If you're here theres a few things I think you should keep in mind:

  • Forgive yourself. You don't know everything, and, unless you're an asshole, you probably don't pretend to. This challenge is one of those things you just don't know. Be honest and upfront about it.
  • Don't expect perfection. Your standards should be high but you need to face the fact that your first project in this new world will not be your best work and thats OK.
  • Don't go into hero-mode where you stop communicating and put in a billion extra hours to meet that overconfident project estimate that seemed reasonable before you dove in. Hero mode seems like a good idea only if it works (you make the deadline), but if it doesn't work you look like a bad programmer and, in fact, are a bad communicator and teammate.
  • Communicate. Let your managers know how your project is progressing. How they react to it is not something you can control, so don't burden yourself by worrying about it. This is a common situation that everyone needs to learn how to deal with.
  • You probably won't get fired. Its OK to get a chink in your armor once in a while. Lots of companies are bad at letting loose under-performing programmers, and if the story thus far describes you then you aren't one of those guys anyways.
  • The absolute worst thing that could possibly happen here is you get fired. Not beaten or murdered in the street. It seems silly to point this out, but this is the absolute worst case scenario and its recoverable. When it comes to anxiety its easy to forget these simple facts.

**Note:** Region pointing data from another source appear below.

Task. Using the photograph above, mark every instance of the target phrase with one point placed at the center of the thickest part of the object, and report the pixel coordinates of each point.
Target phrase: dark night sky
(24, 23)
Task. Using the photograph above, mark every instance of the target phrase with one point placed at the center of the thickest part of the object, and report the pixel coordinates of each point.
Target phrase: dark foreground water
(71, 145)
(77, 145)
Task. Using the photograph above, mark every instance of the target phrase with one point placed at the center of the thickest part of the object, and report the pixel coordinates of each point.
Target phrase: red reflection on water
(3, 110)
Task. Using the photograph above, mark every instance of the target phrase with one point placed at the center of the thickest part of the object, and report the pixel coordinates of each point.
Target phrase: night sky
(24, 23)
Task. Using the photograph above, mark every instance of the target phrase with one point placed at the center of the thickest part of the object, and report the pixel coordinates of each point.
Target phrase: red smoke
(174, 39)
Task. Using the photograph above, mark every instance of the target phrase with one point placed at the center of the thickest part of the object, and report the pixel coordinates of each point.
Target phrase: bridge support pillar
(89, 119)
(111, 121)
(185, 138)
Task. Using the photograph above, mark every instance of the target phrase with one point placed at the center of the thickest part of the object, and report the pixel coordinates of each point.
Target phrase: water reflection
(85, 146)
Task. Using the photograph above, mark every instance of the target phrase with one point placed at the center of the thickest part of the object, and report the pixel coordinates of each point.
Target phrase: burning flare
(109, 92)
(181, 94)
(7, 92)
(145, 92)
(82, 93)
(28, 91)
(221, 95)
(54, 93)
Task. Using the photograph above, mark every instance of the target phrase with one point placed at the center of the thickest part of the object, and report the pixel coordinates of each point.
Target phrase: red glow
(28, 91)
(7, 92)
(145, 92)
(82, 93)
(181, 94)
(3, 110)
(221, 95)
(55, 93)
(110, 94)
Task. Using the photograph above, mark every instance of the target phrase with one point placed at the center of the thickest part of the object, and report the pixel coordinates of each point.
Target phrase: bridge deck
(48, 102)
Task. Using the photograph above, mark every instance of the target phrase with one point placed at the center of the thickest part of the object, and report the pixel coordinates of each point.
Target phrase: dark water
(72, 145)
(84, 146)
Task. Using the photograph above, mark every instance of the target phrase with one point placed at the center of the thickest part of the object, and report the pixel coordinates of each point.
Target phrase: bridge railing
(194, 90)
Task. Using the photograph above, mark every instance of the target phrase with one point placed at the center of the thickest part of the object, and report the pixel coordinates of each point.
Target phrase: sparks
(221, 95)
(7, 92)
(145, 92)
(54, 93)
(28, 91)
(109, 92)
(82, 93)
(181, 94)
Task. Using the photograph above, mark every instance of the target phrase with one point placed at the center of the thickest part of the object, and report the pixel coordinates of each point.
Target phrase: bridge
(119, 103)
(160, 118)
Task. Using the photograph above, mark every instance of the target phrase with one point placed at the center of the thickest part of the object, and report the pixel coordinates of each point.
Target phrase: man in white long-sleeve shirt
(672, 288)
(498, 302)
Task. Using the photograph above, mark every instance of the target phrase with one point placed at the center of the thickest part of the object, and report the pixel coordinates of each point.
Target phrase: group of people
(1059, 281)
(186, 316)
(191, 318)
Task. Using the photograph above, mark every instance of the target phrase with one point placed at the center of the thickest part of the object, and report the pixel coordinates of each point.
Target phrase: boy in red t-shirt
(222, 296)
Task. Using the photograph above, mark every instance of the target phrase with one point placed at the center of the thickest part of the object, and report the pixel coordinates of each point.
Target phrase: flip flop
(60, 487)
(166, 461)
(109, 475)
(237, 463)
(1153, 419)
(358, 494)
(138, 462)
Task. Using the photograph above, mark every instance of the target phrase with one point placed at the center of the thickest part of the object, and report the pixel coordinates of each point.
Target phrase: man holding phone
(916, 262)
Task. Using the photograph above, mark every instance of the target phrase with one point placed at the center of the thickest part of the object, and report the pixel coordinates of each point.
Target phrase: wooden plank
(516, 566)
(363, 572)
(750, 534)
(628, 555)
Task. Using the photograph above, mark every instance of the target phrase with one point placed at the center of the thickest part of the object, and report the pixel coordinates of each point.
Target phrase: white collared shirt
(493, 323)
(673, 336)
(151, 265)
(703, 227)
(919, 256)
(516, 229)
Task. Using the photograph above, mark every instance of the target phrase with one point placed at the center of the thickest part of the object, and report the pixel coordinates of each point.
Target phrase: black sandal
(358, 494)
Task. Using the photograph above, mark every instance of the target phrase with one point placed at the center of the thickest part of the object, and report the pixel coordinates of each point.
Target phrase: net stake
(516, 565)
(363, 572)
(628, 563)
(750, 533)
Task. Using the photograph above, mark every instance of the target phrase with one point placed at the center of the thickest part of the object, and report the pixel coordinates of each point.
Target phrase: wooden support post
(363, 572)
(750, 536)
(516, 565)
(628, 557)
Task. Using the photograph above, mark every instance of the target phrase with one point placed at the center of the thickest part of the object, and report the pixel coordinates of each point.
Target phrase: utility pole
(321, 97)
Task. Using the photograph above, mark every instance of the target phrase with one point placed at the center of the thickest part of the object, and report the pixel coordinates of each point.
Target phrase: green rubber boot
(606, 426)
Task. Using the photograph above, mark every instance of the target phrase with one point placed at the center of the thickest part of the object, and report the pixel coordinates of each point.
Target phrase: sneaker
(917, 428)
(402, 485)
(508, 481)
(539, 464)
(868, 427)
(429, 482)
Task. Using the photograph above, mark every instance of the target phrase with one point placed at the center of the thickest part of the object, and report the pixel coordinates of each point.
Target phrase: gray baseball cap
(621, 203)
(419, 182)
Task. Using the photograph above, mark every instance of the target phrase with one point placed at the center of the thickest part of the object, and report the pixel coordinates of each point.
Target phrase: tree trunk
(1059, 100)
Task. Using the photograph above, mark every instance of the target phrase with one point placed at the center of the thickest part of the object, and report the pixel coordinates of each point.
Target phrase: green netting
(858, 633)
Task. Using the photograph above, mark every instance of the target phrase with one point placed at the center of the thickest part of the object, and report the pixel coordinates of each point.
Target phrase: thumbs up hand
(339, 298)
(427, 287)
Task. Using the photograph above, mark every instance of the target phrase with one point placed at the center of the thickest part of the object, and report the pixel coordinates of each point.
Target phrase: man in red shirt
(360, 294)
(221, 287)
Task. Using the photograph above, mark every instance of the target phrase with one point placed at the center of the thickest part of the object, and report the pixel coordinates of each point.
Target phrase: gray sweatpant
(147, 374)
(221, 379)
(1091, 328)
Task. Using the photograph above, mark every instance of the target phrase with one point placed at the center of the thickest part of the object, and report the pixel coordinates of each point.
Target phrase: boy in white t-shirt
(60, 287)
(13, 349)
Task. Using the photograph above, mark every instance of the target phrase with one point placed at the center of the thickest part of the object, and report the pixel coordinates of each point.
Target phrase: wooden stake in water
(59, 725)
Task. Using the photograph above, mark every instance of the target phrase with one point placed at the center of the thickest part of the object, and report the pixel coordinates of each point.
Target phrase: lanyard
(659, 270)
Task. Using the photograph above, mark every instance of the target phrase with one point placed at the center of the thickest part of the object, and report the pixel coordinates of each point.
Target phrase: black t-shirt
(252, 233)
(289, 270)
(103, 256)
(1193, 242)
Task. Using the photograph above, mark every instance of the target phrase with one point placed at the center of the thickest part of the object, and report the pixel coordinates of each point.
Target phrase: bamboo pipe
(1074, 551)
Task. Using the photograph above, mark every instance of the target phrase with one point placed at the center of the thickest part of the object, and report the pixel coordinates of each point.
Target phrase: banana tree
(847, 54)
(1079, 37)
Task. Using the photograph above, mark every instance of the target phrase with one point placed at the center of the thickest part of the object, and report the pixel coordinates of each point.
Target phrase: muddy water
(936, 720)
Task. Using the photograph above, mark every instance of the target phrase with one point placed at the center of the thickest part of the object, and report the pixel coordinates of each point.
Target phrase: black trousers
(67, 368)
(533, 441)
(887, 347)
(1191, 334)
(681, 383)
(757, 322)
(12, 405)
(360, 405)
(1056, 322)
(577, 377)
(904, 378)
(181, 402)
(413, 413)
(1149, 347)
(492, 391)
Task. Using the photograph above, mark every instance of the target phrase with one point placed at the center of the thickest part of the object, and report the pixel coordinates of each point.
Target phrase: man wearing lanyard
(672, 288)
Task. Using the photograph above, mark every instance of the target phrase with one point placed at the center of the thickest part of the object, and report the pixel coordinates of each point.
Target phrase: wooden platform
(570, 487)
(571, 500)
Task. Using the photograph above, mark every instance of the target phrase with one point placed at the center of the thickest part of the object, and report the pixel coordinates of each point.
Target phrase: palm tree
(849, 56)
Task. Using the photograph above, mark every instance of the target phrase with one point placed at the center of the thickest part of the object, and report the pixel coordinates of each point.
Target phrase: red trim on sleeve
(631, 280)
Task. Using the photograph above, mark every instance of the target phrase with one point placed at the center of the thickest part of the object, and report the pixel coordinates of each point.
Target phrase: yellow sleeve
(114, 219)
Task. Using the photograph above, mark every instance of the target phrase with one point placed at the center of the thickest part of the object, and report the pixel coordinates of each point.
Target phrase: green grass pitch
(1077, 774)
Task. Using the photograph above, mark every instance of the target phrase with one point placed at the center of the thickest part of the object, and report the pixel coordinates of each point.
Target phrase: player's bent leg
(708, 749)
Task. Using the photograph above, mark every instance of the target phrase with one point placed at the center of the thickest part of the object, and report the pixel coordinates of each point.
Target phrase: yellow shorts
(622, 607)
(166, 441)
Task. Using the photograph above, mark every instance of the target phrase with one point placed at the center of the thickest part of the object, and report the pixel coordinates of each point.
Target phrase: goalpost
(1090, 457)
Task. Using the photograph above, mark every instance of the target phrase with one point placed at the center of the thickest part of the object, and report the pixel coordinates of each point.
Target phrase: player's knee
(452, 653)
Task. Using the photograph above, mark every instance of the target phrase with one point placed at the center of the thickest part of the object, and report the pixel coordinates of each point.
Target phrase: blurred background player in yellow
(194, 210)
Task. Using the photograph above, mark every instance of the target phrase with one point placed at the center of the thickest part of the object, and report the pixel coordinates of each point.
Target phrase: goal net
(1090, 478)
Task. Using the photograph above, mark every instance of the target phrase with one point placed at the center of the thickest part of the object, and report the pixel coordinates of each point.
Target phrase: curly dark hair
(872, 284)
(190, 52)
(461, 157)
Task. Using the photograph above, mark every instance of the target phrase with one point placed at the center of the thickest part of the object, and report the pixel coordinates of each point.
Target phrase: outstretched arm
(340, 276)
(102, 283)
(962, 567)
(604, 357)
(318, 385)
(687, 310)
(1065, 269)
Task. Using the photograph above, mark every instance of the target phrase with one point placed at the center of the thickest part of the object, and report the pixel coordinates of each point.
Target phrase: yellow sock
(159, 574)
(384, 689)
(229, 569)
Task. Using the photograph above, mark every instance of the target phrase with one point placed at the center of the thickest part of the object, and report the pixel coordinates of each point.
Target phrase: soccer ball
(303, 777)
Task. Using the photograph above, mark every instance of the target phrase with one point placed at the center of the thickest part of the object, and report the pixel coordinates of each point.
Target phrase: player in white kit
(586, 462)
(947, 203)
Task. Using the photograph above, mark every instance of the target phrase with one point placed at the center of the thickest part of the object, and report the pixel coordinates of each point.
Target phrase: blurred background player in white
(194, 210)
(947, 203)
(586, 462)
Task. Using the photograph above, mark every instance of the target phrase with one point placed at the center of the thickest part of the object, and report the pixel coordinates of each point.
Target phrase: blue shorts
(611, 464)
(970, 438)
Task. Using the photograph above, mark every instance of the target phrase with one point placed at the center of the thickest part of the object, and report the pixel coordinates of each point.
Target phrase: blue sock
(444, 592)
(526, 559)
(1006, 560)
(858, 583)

  • Your employer is better off giving you the time to learn. If you don't learn you stagnate and your skills become irrelevant as the next wave of new technologies comes in and takes over. At this point your employer has invested years and an increasing salary into an employee whose practical value may be dropping.
  • If you get fired you might be better off. Believe it or not, you want new technical challenges. The reality is that the risk you're facing is low and the potential gain is high. There could be more risk in not facing challenges like these.

When you're terrible at something theres no place to go but up. Stay positive and embrace the opportunity for learning. A good employer understands that this is part of doing business and its in everyones best interests to continue to invest in you. You're a senior developer. You're a leader. A strong leader stands to strengthen those he leads. Be a strong, confident leader and march on!